It is true.CrzyCanuck wrote:On a side note, Topper, perhaps you can answer this for me. I've heard and read that actually the meat can have different taste/quality depending on the way animal was killed. If the animal was killed whilst in extreme terror, the meat taste actually might not be so good because of the hormones released as a result of extreme panic. Is this true?
Active muscles consume their own supply of carb (glycogen) and the by product is lactic acid. In a live animal, the blood carries away the lactic acid or it is further oxidized. Since muscles remain active for a short period after death in an effort to maintain body temp, lactic acid is produced and a small build up occurs in the muscle tissue. This small build up of lactic acid is good.
If the animal is under stress when killed, chances are the small store of glycogen is used up and little or no lactic acid accumulates because the blood has already swept it away.
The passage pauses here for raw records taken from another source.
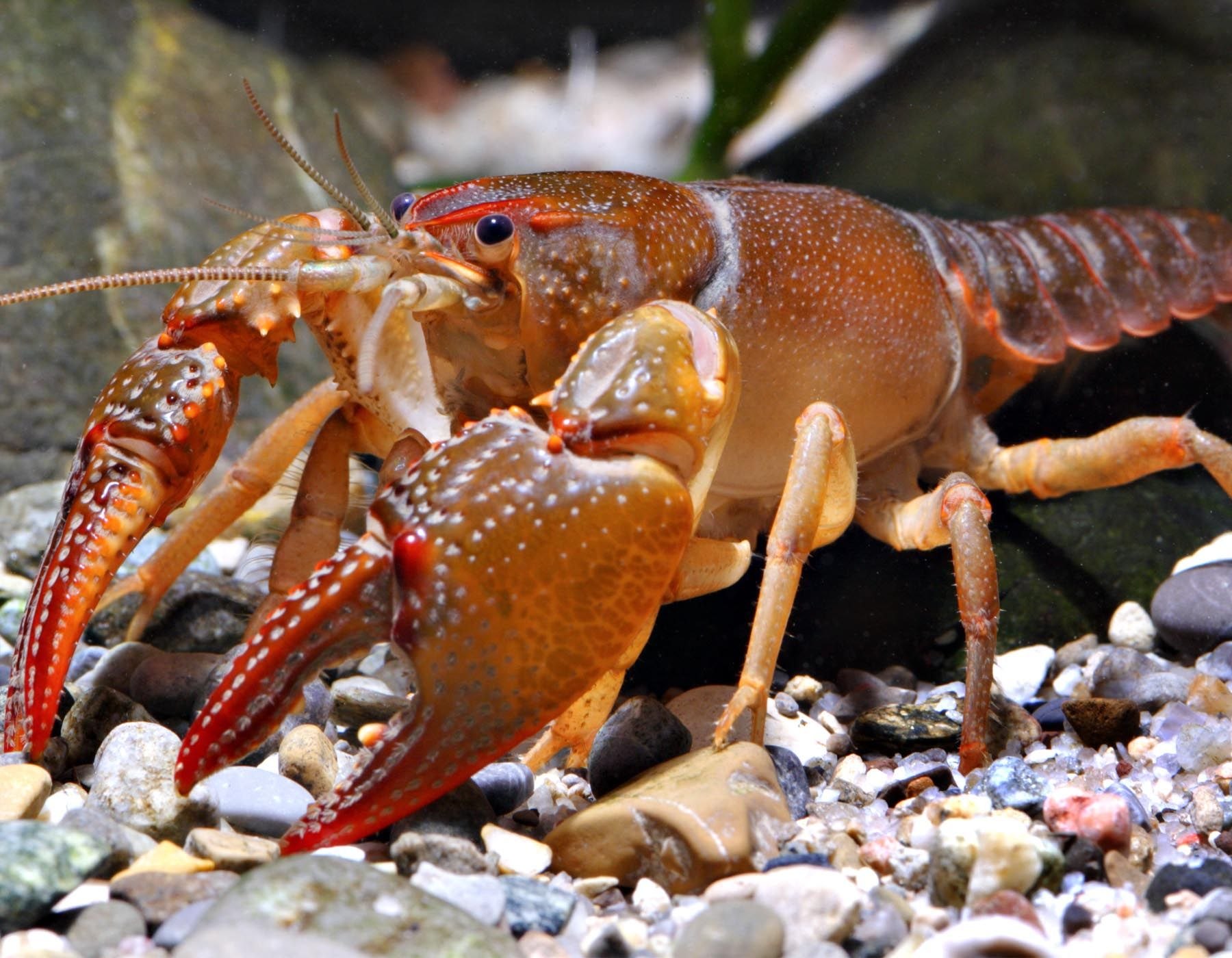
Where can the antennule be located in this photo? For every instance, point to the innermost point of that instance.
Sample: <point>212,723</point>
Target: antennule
<point>342,198</point>
<point>147,277</point>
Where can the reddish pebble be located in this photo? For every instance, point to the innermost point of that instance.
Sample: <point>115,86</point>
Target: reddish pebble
<point>1103,819</point>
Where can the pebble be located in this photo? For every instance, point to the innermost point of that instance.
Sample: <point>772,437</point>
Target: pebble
<point>1103,721</point>
<point>133,784</point>
<point>412,850</point>
<point>38,865</point>
<point>480,896</point>
<point>1010,782</point>
<point>307,758</point>
<point>532,905</point>
<point>639,736</point>
<point>24,788</point>
<point>1199,875</point>
<point>721,808</point>
<point>733,929</point>
<point>92,717</point>
<point>170,684</point>
<point>97,929</point>
<point>231,851</point>
<point>257,801</point>
<point>813,904</point>
<point>1193,610</point>
<point>517,853</point>
<point>505,785</point>
<point>1022,671</point>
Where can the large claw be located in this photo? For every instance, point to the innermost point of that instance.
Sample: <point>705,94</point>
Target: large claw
<point>153,435</point>
<point>511,569</point>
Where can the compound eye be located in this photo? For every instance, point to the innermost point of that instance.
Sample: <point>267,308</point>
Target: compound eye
<point>400,205</point>
<point>494,237</point>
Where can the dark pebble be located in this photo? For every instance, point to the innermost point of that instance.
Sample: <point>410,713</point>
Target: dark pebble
<point>1103,721</point>
<point>1086,857</point>
<point>1196,875</point>
<point>1050,716</point>
<point>782,861</point>
<point>532,905</point>
<point>505,785</point>
<point>1010,782</point>
<point>905,729</point>
<point>1076,919</point>
<point>793,779</point>
<point>639,736</point>
<point>462,812</point>
<point>1193,610</point>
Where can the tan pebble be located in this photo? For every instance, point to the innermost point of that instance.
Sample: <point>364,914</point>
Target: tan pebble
<point>307,756</point>
<point>517,853</point>
<point>24,788</point>
<point>166,856</point>
<point>231,851</point>
<point>597,885</point>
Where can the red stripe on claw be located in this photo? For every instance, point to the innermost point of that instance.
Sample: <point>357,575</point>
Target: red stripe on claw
<point>343,608</point>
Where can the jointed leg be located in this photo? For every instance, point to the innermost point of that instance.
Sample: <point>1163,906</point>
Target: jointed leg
<point>956,513</point>
<point>251,478</point>
<point>817,506</point>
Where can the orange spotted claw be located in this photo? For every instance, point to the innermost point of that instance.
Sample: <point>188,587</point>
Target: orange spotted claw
<point>154,432</point>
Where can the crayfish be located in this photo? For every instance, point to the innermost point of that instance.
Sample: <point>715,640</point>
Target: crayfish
<point>873,343</point>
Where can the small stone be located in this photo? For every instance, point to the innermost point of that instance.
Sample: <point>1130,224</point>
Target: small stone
<point>651,901</point>
<point>92,718</point>
<point>38,865</point>
<point>1101,818</point>
<point>100,927</point>
<point>1131,628</point>
<point>813,904</point>
<point>158,896</point>
<point>517,853</point>
<point>360,700</point>
<point>1103,721</point>
<point>24,788</point>
<point>639,736</point>
<point>532,905</point>
<point>793,779</point>
<point>1193,610</point>
<point>733,929</point>
<point>480,896</point>
<point>412,850</point>
<point>231,851</point>
<point>306,756</point>
<point>133,784</point>
<point>1022,671</point>
<point>257,801</point>
<point>166,857</point>
<point>505,785</point>
<point>168,684</point>
<point>905,729</point>
<point>721,812</point>
<point>1010,782</point>
<point>805,690</point>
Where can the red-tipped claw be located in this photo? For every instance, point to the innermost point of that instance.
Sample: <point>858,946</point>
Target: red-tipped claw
<point>153,435</point>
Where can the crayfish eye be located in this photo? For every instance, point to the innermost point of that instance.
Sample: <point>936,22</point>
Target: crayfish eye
<point>400,205</point>
<point>494,234</point>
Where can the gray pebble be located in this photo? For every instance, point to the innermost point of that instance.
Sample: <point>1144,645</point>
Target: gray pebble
<point>639,736</point>
<point>257,801</point>
<point>505,785</point>
<point>41,864</point>
<point>98,927</point>
<point>133,782</point>
<point>1193,610</point>
<point>736,929</point>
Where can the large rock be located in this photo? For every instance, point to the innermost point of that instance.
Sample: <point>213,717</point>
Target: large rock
<point>109,153</point>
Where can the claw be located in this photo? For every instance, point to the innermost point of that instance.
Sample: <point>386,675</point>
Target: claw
<point>153,435</point>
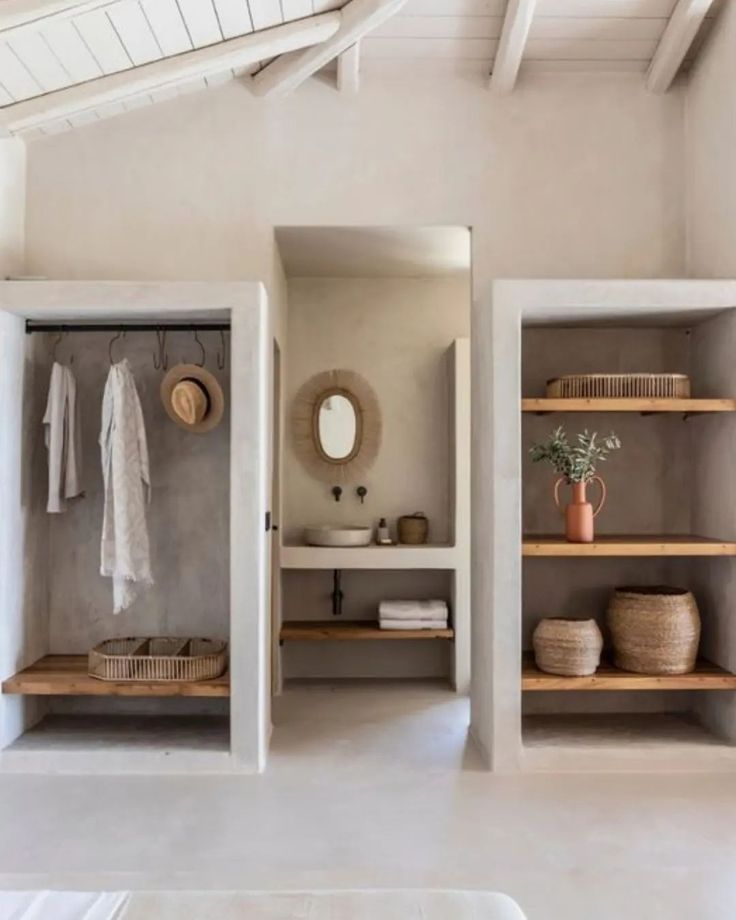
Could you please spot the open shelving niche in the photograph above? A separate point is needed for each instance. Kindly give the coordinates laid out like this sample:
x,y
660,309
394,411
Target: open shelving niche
x,y
54,717
669,519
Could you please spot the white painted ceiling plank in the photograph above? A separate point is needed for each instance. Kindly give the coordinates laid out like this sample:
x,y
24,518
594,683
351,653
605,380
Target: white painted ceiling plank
x,y
21,15
348,70
661,9
440,27
296,9
98,34
201,22
455,8
357,18
516,26
16,78
40,60
675,43
168,26
193,65
134,32
435,48
587,50
602,28
66,43
266,13
234,16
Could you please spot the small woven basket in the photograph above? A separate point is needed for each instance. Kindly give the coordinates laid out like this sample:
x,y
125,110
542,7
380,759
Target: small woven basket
x,y
413,528
159,659
654,630
619,386
571,648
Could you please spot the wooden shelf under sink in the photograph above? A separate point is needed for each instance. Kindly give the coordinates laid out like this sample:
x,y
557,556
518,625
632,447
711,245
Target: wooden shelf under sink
x,y
706,676
67,675
642,406
352,630
628,545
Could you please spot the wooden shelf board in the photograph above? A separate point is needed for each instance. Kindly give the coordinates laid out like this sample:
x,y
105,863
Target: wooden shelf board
x,y
684,406
706,676
352,630
66,675
628,545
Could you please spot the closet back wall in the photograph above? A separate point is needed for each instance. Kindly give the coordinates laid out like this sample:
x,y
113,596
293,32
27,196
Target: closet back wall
x,y
188,517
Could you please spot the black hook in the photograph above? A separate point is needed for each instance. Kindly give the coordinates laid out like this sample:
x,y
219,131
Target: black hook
x,y
221,355
204,355
121,333
162,360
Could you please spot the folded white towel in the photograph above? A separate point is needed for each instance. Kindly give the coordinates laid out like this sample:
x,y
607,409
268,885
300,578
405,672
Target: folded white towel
x,y
413,624
412,610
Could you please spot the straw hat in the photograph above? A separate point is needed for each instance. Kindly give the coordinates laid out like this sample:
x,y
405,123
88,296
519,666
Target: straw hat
x,y
193,398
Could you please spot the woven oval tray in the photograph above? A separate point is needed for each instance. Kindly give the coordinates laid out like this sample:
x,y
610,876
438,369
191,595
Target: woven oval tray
x,y
619,386
158,659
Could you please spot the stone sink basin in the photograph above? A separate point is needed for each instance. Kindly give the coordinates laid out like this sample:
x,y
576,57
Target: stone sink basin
x,y
338,536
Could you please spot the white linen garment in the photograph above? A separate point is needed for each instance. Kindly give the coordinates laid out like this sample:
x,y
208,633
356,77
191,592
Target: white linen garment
x,y
62,437
125,554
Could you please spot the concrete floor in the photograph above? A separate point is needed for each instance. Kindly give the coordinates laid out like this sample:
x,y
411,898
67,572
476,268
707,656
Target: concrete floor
x,y
377,787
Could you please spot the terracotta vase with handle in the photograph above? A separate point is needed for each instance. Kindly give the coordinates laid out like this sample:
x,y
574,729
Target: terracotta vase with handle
x,y
579,514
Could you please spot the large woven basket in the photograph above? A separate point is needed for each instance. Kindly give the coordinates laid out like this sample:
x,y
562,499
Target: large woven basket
x,y
619,386
654,630
159,659
571,648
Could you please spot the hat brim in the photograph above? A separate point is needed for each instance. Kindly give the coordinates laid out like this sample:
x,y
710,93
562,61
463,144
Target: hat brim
x,y
209,382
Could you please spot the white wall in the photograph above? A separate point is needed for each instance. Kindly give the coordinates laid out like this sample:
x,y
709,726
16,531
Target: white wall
x,y
12,205
711,141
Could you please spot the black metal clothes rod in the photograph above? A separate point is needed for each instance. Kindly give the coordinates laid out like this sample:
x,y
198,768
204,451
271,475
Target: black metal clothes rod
x,y
126,327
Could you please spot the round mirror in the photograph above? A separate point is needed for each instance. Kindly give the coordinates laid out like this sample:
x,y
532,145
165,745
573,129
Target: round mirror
x,y
337,426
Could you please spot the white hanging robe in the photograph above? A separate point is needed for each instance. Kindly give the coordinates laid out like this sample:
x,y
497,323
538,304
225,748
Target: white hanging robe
x,y
125,553
63,440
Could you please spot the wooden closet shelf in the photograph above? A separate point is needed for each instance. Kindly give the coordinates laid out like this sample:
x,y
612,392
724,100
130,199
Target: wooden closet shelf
x,y
351,630
628,545
643,406
706,676
66,675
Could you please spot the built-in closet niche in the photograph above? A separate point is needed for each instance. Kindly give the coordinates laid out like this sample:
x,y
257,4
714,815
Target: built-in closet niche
x,y
188,516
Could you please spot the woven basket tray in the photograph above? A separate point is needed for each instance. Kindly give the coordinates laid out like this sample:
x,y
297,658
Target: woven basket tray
x,y
619,386
162,659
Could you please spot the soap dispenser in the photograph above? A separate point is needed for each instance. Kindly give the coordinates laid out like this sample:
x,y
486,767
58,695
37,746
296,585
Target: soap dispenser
x,y
383,537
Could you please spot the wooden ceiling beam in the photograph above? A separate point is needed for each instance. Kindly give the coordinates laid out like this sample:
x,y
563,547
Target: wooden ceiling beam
x,y
191,65
288,72
683,26
514,34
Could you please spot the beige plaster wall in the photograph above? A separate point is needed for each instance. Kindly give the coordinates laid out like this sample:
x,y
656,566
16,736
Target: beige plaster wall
x,y
711,139
571,176
12,206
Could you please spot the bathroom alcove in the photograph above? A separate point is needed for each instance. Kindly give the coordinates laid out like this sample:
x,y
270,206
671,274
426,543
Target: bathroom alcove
x,y
670,478
360,302
209,572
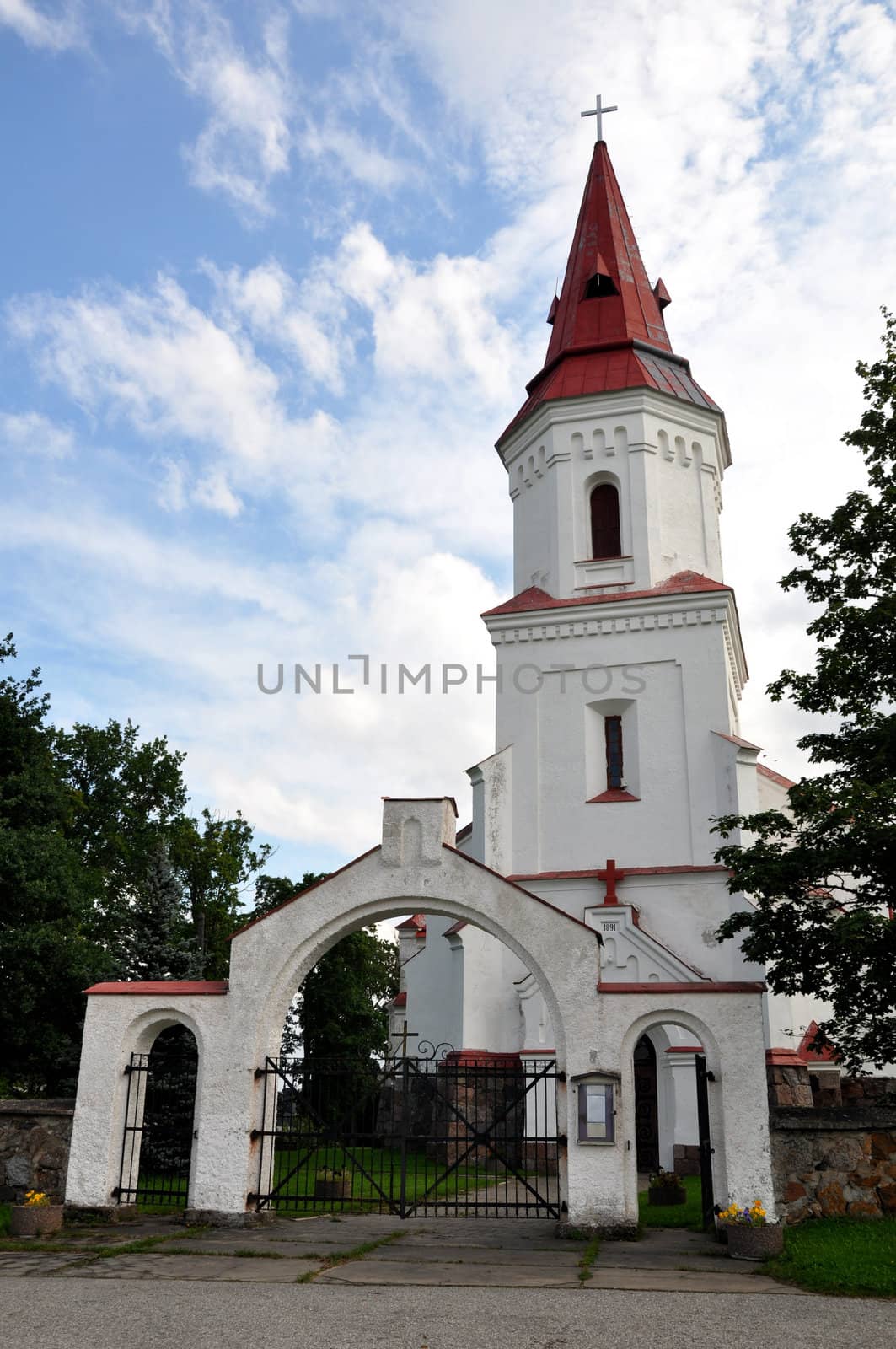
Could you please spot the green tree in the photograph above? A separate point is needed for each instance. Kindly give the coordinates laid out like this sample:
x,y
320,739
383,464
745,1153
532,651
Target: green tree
x,y
47,954
824,874
217,860
127,796
345,1011
158,941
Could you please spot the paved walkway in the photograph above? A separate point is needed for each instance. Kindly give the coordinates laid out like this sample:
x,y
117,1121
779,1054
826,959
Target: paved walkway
x,y
386,1252
377,1283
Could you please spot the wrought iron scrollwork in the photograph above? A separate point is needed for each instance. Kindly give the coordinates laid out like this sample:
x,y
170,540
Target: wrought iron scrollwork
x,y
431,1052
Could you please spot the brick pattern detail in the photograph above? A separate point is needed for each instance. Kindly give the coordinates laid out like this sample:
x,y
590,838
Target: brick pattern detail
x,y
831,1158
34,1148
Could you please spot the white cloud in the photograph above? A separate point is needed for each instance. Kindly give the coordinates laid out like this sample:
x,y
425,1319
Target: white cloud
x,y
40,29
754,146
244,145
33,433
188,627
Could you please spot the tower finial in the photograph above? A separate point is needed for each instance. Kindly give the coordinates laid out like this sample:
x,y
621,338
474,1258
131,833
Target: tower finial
x,y
598,112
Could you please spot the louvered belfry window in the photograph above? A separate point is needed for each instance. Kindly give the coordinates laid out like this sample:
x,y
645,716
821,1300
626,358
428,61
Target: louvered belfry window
x,y
613,733
605,521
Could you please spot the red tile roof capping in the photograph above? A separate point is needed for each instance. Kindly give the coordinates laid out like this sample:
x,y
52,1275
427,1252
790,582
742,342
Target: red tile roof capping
x,y
628,870
534,598
775,777
416,921
162,988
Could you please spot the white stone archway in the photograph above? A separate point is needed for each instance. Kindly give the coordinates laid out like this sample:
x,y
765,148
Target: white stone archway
x,y
417,869
239,1024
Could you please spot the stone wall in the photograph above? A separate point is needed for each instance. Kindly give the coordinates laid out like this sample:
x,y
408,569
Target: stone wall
x,y
829,1162
34,1147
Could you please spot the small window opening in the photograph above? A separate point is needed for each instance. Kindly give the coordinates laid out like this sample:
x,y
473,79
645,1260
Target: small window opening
x,y
597,1112
606,540
613,734
599,287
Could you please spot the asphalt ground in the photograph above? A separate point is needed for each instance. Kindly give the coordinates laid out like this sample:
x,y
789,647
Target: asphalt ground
x,y
426,1285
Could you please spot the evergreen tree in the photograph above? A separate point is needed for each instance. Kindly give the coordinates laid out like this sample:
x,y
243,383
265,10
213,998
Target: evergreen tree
x,y
158,942
47,954
824,874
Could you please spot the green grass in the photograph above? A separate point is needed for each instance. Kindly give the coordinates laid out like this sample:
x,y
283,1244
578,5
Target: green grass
x,y
848,1256
689,1214
588,1256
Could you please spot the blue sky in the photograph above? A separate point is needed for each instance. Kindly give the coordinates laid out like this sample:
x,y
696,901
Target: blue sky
x,y
273,281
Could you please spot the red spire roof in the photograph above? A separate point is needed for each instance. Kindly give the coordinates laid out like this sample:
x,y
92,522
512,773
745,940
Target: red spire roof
x,y
608,323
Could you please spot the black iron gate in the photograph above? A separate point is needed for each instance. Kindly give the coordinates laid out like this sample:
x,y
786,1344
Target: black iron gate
x,y
453,1133
158,1123
707,1202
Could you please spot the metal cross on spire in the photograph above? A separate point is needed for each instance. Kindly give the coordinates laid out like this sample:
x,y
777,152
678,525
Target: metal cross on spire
x,y
598,112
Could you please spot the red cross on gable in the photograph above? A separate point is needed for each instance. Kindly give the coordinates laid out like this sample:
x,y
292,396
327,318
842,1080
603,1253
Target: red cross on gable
x,y
610,874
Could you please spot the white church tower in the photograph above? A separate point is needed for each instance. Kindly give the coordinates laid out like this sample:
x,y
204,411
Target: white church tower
x,y
620,671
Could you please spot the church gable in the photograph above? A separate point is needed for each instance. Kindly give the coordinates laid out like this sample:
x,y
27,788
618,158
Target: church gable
x,y
632,955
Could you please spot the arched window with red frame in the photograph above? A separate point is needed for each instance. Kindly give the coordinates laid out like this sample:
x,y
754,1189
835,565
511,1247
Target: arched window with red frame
x,y
606,539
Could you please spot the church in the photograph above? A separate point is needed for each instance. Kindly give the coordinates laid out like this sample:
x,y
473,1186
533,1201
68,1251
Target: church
x,y
574,921
620,671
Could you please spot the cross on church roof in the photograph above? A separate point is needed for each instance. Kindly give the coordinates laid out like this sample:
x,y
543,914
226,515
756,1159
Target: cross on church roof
x,y
610,874
598,112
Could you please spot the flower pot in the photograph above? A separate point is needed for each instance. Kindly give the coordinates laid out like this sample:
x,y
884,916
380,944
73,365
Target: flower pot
x,y
35,1220
341,1189
747,1243
667,1194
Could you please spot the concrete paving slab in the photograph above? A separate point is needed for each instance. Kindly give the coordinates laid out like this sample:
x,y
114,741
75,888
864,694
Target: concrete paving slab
x,y
669,1281
273,1251
669,1250
409,1252
467,1274
27,1263
215,1268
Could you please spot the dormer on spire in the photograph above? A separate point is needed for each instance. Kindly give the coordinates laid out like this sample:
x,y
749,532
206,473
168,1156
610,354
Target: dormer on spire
x,y
608,327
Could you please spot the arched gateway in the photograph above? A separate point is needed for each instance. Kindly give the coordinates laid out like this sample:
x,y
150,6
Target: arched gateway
x,y
238,1027
620,668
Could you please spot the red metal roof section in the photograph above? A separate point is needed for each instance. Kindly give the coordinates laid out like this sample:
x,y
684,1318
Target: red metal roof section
x,y
828,1054
605,245
682,988
775,777
534,598
155,988
614,337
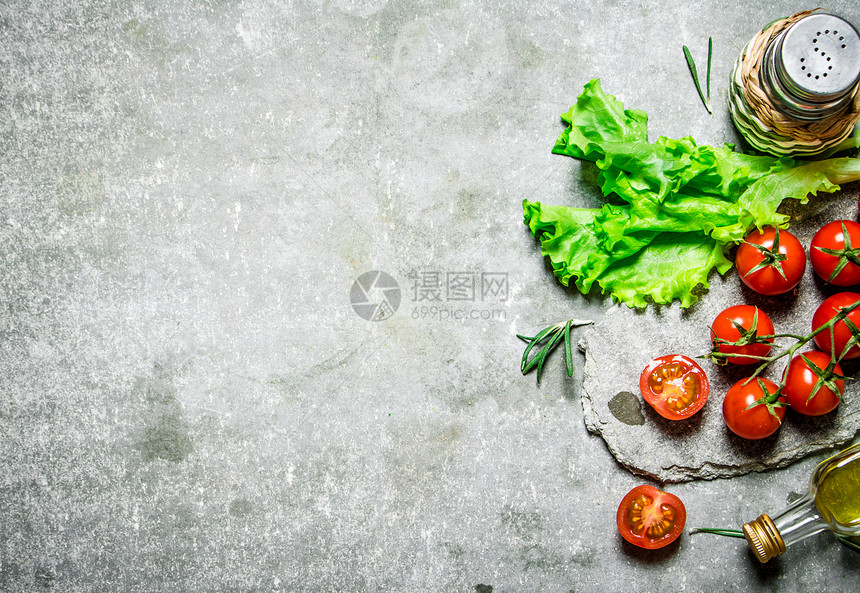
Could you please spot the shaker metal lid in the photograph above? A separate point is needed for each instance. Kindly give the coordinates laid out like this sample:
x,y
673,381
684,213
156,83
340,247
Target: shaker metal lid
x,y
819,58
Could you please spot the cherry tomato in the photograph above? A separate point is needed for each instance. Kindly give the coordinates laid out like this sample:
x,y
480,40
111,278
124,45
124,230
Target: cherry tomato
x,y
835,252
801,380
759,260
756,422
675,386
650,518
841,333
755,323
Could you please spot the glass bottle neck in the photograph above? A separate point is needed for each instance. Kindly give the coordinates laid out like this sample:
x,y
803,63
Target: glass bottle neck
x,y
768,537
799,520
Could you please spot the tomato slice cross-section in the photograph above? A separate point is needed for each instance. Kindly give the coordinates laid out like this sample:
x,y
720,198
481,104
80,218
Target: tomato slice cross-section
x,y
650,518
675,386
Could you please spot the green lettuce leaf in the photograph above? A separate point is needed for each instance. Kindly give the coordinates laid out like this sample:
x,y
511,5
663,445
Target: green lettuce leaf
x,y
683,205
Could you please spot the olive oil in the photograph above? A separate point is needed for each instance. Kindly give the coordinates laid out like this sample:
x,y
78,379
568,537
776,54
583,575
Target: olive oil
x,y
838,494
832,503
Butchers call it "dark cutting" meat and first recognized that poor quality of the meat back in the 18th century. Dark cutting meat tends to be gummy and because lactic acid prevents bacterial growth, dark cutting meat spoils faster.
The turnip pounding vegan crowd likes to site this bacterial issue as further evidence that we should not eat meat and like to play on the flesh from the poor frightened animal side of the issue.
Nutritionally, both meats are the same quality. The stress can come from a variety of sources; fear, transport immediately prior to slaughter, and fasting are probably the most common.